Aquella bendita jornada, mis monjas amanecieron muy contentas. Todas tenían cara de albricias cuando depositamos la arqueta de reliquias al pie del altar mayor de nuestra iglesia, todas cantaron muchas oraciones de alabanza, me besaron las manos, me palmearon la espalda, se arrodillaron ante mí, me llamaron «basilea» y «grandísima señora», oraron por la memoria de mis padres, los fundadores del monasterio, y por la de la reina Toda, pero aquello duró muy poco, a las veinticuatro horas me acusaron de no atender a mis labores de abadesa y yo, como tenía problemas afuera, tuve que nombrar una priora, que me sucederá cuando muera, pronto ya, a Dios le pido que sea presto. Es más, sé que me voy de este mundo.

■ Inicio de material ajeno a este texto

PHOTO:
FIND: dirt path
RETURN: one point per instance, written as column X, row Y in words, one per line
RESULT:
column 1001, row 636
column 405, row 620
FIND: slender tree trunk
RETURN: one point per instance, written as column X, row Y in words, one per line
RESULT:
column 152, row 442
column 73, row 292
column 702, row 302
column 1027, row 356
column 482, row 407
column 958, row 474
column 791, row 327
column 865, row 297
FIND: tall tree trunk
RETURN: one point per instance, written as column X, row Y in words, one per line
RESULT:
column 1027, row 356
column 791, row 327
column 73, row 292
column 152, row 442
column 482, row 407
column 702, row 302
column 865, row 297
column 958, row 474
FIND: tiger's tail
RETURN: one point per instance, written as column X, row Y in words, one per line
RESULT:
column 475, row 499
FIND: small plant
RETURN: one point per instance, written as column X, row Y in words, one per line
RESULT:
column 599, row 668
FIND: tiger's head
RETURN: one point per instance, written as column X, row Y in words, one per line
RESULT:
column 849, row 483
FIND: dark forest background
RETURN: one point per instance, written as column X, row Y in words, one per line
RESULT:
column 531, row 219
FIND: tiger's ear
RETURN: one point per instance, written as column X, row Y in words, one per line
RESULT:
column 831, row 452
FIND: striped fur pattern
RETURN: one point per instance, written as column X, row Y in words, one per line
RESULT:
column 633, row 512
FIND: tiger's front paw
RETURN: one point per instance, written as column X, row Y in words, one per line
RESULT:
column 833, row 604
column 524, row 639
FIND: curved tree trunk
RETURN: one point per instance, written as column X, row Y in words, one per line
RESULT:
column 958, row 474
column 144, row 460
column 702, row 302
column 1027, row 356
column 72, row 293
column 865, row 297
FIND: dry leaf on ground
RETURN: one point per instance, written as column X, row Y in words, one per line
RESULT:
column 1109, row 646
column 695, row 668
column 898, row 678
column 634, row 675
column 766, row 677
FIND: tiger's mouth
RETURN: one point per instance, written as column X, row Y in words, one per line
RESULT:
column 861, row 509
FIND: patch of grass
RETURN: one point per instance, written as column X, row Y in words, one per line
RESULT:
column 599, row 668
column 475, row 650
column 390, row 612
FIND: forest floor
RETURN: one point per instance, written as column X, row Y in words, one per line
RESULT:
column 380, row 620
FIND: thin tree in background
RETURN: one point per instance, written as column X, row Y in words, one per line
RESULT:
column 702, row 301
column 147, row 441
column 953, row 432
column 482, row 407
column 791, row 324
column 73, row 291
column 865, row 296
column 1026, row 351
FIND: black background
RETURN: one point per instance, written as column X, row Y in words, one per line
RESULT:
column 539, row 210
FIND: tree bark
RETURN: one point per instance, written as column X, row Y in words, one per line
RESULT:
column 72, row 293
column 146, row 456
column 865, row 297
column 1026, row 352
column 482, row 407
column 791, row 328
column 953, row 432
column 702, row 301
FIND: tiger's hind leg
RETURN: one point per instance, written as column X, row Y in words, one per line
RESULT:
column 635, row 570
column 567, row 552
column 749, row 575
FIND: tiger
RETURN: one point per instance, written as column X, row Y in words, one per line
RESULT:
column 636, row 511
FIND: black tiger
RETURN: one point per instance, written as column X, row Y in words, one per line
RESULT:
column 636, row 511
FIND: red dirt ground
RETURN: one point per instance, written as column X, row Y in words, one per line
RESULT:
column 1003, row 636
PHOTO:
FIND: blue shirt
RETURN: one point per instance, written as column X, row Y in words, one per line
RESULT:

Y, tal vez, sea lo mejor, pues estoy fatigada, harta de la vida. Mi abuela, la señora Toda Aznar, aquella gran mujer que derrotó a don Abd-al-Rahman en la gloriosa batalla de Alhándega, otro tanto hizo mi padre en Simancas, también estaba cansada de vivir, me lo dijo a menudo en sus últimas cartas, y también ella padeció muchas amarguras y sufrimientos. Tú que la trataste a menudo lo podrás corroborar, aunque creo que tenía más temple que yo, que era más animosa…
Termino ya esta carta, que parece un descargo de culpas, aunque no lo es, te explico lo que ha sido mi vida de regente para que lo sepas de mi boca y no hagas caso a otras lenguas, a las muchas lenguas de víbora que habitan en estos reinos, para que lo sepas de primera mano. Dejo copia de ella en mi convento. Que Dios incremente tu salud.
Facta carta in Legione, primo die octobris, era T.ª XIII.ª, rex Ramirus regnans in Legione. Ego, Elvira Ramírez, abbatissa coenobii Sancti Salvatoris in Legione (signum).